Children, Sanitation.
Central Bureau of Statistics indicate that household access to water supply in Nepal increased from 37% in 1990 to 82% in 2001. Despite this, USAID clarifies, water treatment at the household level is rarely practiced, and little progress has been made in hygiene and sanitation. Consequentially, the incidence of diarrhoea in the country is high. According to 2001 Nepal Demographic and Health Survey data, approximately 2,200 children under the age of 5 die each year from this preventable disease.

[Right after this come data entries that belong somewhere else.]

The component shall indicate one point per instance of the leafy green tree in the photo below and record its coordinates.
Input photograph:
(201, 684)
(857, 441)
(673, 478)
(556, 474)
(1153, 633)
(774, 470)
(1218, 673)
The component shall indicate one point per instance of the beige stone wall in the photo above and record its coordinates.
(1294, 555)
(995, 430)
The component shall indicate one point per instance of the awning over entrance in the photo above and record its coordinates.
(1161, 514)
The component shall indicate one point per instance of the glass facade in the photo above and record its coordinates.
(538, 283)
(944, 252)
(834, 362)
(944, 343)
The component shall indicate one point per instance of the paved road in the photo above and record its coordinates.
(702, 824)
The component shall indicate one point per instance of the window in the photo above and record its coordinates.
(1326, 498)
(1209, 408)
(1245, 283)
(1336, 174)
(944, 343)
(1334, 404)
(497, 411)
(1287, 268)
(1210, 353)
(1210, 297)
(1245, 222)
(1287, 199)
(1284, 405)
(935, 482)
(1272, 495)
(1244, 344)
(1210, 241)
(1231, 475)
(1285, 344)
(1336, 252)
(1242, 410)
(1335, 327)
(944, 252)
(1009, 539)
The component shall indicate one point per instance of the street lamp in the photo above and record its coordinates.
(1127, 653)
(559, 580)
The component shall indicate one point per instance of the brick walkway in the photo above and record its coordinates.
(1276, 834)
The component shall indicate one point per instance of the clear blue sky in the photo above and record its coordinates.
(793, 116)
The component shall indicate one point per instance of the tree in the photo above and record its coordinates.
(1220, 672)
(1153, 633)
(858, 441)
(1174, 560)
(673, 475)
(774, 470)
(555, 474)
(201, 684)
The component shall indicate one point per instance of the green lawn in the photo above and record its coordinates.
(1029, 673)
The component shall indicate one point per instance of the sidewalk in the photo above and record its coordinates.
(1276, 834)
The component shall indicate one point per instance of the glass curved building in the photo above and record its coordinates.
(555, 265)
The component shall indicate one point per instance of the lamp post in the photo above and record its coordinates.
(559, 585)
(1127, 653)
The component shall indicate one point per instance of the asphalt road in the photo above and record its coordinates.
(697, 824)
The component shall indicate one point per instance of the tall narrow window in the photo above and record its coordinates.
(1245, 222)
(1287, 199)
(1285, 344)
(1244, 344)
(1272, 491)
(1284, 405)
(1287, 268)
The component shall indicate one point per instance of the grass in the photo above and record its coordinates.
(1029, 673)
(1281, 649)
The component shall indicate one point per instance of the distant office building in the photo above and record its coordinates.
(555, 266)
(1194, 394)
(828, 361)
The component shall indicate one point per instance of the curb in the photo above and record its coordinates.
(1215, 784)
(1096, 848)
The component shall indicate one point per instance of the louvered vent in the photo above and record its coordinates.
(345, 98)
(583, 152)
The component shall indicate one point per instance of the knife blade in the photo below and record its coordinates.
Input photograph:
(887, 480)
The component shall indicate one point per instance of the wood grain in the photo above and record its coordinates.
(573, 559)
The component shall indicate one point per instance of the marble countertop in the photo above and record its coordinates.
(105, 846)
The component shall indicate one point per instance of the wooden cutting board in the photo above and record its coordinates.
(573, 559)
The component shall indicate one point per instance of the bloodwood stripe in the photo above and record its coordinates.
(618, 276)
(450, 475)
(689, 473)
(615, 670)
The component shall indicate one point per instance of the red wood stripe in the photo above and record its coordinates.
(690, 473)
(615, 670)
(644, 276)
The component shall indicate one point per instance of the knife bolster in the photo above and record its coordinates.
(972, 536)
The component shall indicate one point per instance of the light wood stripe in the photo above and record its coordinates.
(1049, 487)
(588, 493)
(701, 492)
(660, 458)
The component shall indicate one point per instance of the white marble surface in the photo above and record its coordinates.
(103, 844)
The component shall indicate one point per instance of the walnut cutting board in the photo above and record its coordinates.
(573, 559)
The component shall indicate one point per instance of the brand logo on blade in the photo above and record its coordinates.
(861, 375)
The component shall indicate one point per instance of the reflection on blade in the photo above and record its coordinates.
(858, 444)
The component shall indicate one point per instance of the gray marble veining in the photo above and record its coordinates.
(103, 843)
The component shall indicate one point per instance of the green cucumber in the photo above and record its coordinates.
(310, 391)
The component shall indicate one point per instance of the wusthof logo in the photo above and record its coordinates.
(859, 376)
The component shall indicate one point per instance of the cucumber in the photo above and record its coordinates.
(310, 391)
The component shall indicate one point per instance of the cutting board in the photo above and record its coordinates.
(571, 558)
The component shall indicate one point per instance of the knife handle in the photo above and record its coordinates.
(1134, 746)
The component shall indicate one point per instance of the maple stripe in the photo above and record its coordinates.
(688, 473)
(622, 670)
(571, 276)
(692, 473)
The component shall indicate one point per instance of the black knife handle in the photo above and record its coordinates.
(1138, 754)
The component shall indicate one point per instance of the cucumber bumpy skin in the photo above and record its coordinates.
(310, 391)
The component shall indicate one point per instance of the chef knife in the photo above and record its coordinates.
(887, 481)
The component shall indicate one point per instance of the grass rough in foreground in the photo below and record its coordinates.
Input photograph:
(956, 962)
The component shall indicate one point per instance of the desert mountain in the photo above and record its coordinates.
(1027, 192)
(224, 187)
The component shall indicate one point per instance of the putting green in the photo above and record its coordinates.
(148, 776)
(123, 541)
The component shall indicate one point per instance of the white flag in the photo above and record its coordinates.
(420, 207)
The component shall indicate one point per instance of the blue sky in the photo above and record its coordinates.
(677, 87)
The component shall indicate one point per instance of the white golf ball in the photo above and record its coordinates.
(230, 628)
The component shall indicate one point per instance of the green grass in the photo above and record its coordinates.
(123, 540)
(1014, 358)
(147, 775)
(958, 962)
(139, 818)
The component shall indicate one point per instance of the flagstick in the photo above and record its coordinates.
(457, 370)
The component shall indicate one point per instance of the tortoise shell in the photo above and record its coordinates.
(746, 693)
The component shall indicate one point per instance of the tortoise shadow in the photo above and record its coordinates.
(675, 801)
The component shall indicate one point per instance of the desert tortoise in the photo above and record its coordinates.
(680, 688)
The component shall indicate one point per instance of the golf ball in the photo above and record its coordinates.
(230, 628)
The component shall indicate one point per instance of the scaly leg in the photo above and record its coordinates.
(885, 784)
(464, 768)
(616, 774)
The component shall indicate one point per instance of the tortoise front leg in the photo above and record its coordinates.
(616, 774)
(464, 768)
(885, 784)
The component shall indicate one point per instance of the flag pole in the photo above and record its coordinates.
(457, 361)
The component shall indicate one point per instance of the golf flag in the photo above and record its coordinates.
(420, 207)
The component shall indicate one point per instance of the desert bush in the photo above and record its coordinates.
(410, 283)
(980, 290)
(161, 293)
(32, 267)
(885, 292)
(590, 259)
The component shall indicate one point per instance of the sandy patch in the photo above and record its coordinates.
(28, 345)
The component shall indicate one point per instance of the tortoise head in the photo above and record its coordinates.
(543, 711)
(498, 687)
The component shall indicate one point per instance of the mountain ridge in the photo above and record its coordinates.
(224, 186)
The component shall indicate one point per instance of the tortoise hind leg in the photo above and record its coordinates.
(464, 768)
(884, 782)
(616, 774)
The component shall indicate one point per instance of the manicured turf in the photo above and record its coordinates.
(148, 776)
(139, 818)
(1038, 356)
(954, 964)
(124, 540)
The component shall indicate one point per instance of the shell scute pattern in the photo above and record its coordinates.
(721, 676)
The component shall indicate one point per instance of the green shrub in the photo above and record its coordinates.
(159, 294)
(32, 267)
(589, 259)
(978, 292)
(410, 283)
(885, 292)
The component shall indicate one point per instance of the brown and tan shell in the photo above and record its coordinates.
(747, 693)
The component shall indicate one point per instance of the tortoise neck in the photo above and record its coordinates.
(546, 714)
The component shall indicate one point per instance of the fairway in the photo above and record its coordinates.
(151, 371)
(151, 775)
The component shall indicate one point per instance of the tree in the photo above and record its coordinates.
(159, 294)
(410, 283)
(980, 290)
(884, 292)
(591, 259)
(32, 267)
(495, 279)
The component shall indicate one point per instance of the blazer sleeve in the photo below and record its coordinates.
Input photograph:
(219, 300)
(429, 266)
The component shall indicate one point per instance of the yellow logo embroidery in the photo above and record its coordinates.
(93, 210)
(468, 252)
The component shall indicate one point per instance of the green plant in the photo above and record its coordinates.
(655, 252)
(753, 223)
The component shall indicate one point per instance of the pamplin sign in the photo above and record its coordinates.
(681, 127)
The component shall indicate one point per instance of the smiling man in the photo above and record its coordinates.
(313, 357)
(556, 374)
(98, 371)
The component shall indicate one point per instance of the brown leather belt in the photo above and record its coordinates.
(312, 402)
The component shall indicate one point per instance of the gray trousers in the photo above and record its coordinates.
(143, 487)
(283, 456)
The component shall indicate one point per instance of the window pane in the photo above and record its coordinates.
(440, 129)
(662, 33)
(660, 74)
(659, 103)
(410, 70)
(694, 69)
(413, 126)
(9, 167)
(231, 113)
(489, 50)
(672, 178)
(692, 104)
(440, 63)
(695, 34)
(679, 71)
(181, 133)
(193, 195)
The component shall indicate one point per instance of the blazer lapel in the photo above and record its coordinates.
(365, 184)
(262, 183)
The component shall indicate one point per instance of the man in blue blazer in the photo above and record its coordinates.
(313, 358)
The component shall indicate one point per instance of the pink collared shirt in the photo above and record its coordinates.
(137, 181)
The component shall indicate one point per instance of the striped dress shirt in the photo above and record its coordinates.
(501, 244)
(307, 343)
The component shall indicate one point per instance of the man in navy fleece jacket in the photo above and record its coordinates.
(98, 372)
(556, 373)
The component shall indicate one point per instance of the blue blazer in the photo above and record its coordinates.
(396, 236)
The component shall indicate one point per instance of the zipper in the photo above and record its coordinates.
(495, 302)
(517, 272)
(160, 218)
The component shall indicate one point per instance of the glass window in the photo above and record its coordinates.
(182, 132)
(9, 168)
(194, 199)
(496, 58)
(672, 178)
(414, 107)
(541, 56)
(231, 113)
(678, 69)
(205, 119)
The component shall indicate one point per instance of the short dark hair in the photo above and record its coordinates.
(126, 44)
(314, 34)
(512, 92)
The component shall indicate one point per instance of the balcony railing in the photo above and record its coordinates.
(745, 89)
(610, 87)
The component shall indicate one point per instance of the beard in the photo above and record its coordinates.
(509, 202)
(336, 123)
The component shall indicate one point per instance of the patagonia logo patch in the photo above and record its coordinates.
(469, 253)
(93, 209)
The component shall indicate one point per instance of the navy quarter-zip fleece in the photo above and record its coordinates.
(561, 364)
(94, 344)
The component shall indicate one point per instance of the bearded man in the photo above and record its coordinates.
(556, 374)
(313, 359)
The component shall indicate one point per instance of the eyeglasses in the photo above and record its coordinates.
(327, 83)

The HIP is a 5-year (2004-2009) project funded by the USAID Bureau for Global Health, Office of Health, Infectious Diseases and Nutrition, led by the Academy for Educational Development in partnership with ARD, Inc., the Manoff Group, and the IRC International Water and Sanitation Centre based in the Netherlands. HIP aims to reduce diarrhoeal disease prevalence and improve child survival through sustainable improvements in 3 key hygiene behaviours: hand washing with soap, safe faeces disposal, and safe storage and treatment of drinking water at the household level.
The Government of Nepal through the Department of Water Supply and Sewerage and UNICEF served as the implementing bodies of this public-private sector effort, while USAID/HIP provided technical assistance.